Recombination in and around the histone locus. A. Integrative Genomics Viewer plot of the regions flanking the histone locus. Values between double headed arrows under the x-axis indicate the r2 measure of linkage disequilibrium between the variants spanned by the arrows. Coordinates are with respect to the histone locus, with negative values indicating the distal flank and positive values indicating the proximal flank. H1 and H2 each represent haplotypes present in all but 2 strains. ZI170 and ZI220 possess their own private combinations of variants from H1 and H2 haplotypes and are the only representatives of their respective haplotypes. B. Matrix of r2 between 4 50kb segments (S1-S4) around the histone locus. Each segment is fixed in physical size. Since only variants are plotted, the plotted size scales with the number of variants in the segment. Each segment is separated by a size determined by the length of the histone cluster in iso-1 ( 600kb). Colored boxes correspond to expansions in panels C-E. Bottom: Schematic representation of chromosome 2L and the location of the histone locus with respect to the segments and to the annotated boundaries of the heterochromatin. C. Expanded view of pairwise LD for 50kb regions flanking a control locus spanning 22.19Mb-22.79Mb (i.e., S3 and S4). D. Expanded view of pairwise LD for 50kb regions flanking the histone locus spanning 21.55Mb-22.14Mb (i.e., S2 and S2).
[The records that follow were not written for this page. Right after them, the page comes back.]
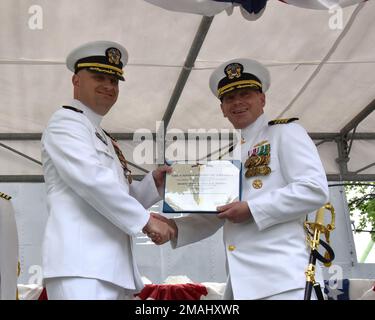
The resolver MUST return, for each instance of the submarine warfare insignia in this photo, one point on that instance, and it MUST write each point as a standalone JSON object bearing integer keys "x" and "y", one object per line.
{"x": 258, "y": 160}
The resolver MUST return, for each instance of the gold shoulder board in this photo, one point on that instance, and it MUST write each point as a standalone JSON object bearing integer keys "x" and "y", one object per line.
{"x": 5, "y": 196}
{"x": 73, "y": 109}
{"x": 281, "y": 121}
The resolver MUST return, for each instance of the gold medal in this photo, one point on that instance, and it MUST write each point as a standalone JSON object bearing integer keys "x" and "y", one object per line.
{"x": 257, "y": 184}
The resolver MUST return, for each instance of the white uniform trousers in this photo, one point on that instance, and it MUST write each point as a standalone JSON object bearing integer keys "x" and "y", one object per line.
{"x": 78, "y": 288}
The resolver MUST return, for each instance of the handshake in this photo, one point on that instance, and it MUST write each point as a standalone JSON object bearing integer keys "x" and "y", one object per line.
{"x": 160, "y": 229}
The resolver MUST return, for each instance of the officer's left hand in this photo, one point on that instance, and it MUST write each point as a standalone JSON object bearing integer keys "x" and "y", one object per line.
{"x": 159, "y": 175}
{"x": 235, "y": 212}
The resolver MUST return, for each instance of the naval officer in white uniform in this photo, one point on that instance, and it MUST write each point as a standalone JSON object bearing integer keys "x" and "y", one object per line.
{"x": 94, "y": 206}
{"x": 283, "y": 181}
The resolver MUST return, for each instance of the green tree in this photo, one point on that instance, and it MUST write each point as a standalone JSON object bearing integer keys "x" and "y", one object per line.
{"x": 361, "y": 200}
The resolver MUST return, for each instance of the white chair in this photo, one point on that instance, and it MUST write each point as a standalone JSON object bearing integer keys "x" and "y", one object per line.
{"x": 8, "y": 250}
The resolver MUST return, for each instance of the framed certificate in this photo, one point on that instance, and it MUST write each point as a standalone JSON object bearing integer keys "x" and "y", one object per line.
{"x": 201, "y": 187}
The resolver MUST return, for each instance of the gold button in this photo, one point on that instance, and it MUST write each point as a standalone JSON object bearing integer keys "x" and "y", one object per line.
{"x": 257, "y": 184}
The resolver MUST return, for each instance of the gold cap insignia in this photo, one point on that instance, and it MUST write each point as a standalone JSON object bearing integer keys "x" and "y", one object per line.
{"x": 113, "y": 55}
{"x": 233, "y": 70}
{"x": 257, "y": 184}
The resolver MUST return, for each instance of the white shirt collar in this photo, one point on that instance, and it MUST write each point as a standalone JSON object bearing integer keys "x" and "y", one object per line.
{"x": 90, "y": 114}
{"x": 253, "y": 129}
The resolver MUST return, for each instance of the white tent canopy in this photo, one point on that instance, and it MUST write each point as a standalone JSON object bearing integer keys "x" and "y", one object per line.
{"x": 320, "y": 73}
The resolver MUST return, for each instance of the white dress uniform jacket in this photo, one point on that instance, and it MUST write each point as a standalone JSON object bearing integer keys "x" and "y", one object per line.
{"x": 268, "y": 254}
{"x": 93, "y": 211}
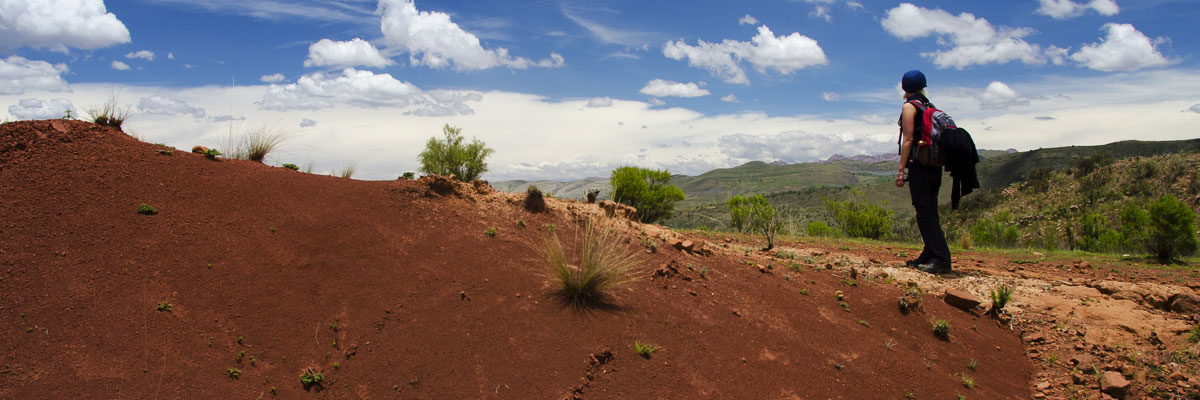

E. Expanded view of pairwise LD for 50kb regions flanking a control locus spanning 20.9Mb-21.5Mb (i.e., S1 and S2).

Fig.6 :

Maps of euchromatic and heterochromatic Stellate clusters. A. Schematic illustration of the location of the Stellate clusters relative to the rest of the X chromosome. B. Overview of the structure of the euchromatic Stellate locus. The numbers on the top represent full length Stellate sequences in the tandem array. C. Overview of the structure of the heterochromatic Stellate locus. Type 1 and Type 2 loci are marked by labels on the top in iso-1. The numbers on the bottom represent full length Stellate sequences in the particular locus. The skin color parallelograms represent syntenic sequences (drawn by eye). Purple half rectangles represent the 200 kb tandem segmental duplicates harboring some of Type 1 loci.